Henry and Roman were bad boys. We came home, one day, after work and we found **** on the living room carpet. Henry denied that he did it, but upon further interrogation, Roman admitted that Henry made him do it. Henry just pointed the spot and said, "There, one there, and over there, one there too okay?' Roman replied, "But I'm all out now."
Oh those boys!
Henry made Roman eat bugs too, and they were delicious until Roman came home crying with a swollen tongue. It seems that he attempted to eat a Bumble Bee, and it stung him. Poor baby never ate bugs again, and it took him a couple of days to stop mumbling.
One day Henry tricked Roman into giving him a dime for a nickel. He said, "Look at how much bigger this coin is then yours. It'll buy you more candy! Roman gave up his dime and bought a bag of goodies and gleefully showed Henry how much he was able to buy. After Roman went away to consume his spoils, Henry bought two bags of candy. Oooh what a sneak. He should've joined the mafia.
Henry had the loveliest smile and had very prominent front teeth. I called him, "Crusader Rabbit."
One day, disaster struck and Henry came in balling his head off. It seems that he was sledding on the sidewalk and the sled slipped out of his hands while he was attempting to hurl himself into a skid. Instead he hit the concrete, but it didn't hurt him. He then stroked his tongue across his teeth and found that his wonderful two front teeth had been severely chipped. He cried, every time he heard the song, "All I want for Christmas Is My Two Front Teeth."
That disaster made him feel ugly, and he rarely smiled open-mouthed again. My wonderful outgoing eldest son, had suddenly become an introvert, and it wasn't until 10 years later that his teeth were mature enough to cap.
The boys then both commuted to St. Nicholas School, and enjoyed it very much, but Roman had to start at the first grade, since there was no kindergarten. Henry entered the forth grade and he loved his Irish teacher Mrs. McManmon. He disliked Ukrainian class because it was already in it's third year. Henry fell in love with a lovely Irish girl named Virginia Bass. She was the cutest girl in the class. He loved her more than Annette Funicello, but he felt inadequate due to his small stature and chipped teeth. He later saw Virginia in a high school yearbook as he was waiting in a rectory to get married, and he fell in love all over again, but it was too late to do anything about it. He's already made his commitment.
Both boys loved the school and were getting an advanced and Christian education. Recess was different also as the boys gambled a lot, pitching baseball cards, and playing marbles and yo-yos.
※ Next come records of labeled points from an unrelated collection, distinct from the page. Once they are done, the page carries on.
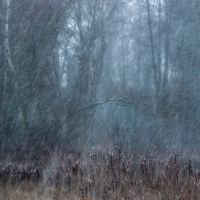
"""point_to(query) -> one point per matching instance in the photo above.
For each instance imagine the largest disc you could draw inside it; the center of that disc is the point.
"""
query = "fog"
(93, 72)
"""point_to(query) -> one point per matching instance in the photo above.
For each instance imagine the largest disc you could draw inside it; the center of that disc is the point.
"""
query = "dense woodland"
(95, 71)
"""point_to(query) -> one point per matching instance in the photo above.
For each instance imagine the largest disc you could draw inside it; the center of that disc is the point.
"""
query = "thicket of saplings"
(53, 172)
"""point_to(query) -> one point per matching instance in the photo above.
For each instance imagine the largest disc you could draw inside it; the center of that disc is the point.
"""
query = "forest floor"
(100, 174)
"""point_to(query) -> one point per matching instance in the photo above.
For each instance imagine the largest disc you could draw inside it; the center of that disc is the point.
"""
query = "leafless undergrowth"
(100, 174)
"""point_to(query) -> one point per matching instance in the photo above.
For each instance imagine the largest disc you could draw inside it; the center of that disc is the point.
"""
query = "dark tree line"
(91, 71)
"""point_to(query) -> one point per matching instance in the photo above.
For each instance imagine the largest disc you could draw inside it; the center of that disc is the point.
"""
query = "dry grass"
(72, 175)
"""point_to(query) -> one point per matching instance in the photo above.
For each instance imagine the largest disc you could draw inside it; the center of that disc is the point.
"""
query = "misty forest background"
(100, 71)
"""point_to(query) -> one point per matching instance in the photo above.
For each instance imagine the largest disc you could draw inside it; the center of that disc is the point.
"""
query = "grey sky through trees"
(86, 72)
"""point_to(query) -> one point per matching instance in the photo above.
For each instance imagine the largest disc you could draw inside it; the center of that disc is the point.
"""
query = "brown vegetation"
(100, 174)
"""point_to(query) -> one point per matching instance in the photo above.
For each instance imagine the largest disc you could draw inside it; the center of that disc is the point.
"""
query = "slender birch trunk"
(10, 63)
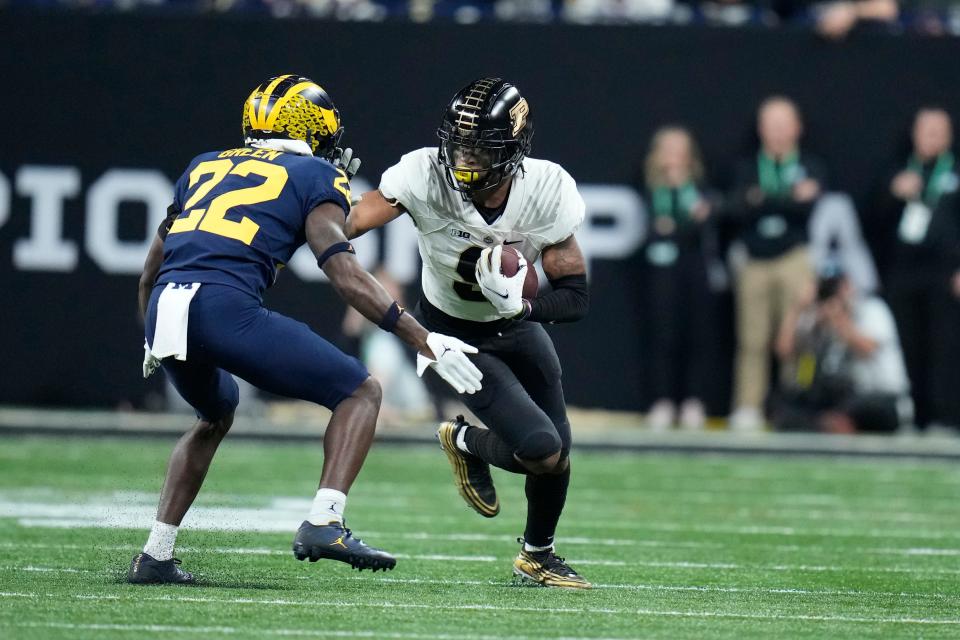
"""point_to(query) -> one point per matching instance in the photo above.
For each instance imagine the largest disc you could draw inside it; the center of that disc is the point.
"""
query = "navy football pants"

The school year was shorter too, and that placed more of a hardship on Tad and I as we needed to find them something to do for the summer. That first year, we sent them to live on a farm, for a month, in Indiana. It was difficult for them, because they had to use their imagination to entertain themselves with the farmer's two daughters and one son. Henry fell in love, with the eldest "Lilly," but it was "May" that fell infatuated with Henry. Wally was the boys age and the boys had a great deal of fun. They soon developed calluses on their bare feet and were able to walk long distance on the rock-strewn, county lanes. Their favorite jaunt was to Bass Lake, which was about two miles distant from that chicken farm. We took color slides of that "vacation" fifty years ago, this past summer.
Color television was still awful at this period of time, and we had to settle for the black-and-white, that seemed to take an eternity to warm-up, however local movie theaters were all over the place and there were four within a four block radius. It cost a quarter for a child to enter a theater then, and the boys especially loved going there for the Columbus Day, Lincoln's Birthday, and Washington's birthday, holidays. The matinees were wonderful and kept the children out of trouble on their days off. Science fiction movies, of the 50's were all the rage, and the boys soon became avid sci-fi fans. The Wizard of Oz, of course was a staple, and the kid's loved it.
Sometimes we would take the boys to an evening movie, and I can vividly recall how Henry pulled his stocking cap over his head during a Martian Invasion movie that frightened him badly.
Occasionally we would take the boys to a Polish movie with subtitles, and I was surprised to see that they had retained some of their Polish culture, but the movies were boring. They're nothing like Hollywood, and I loved John Wayne movies. The boys delighted in Danny Kaye and Abbot and Costello comedies, but I was too old, and the boys too young to enjoy the Elvis Presley flicks.
After the show, we would take the boys for a delightful meal at our favorite Italian restaurant, but the boy's always were begging for our Italian beef slices. It seems that they loved them better than the hamburgers we bought them, but we couldn't buy them the same because of the expense.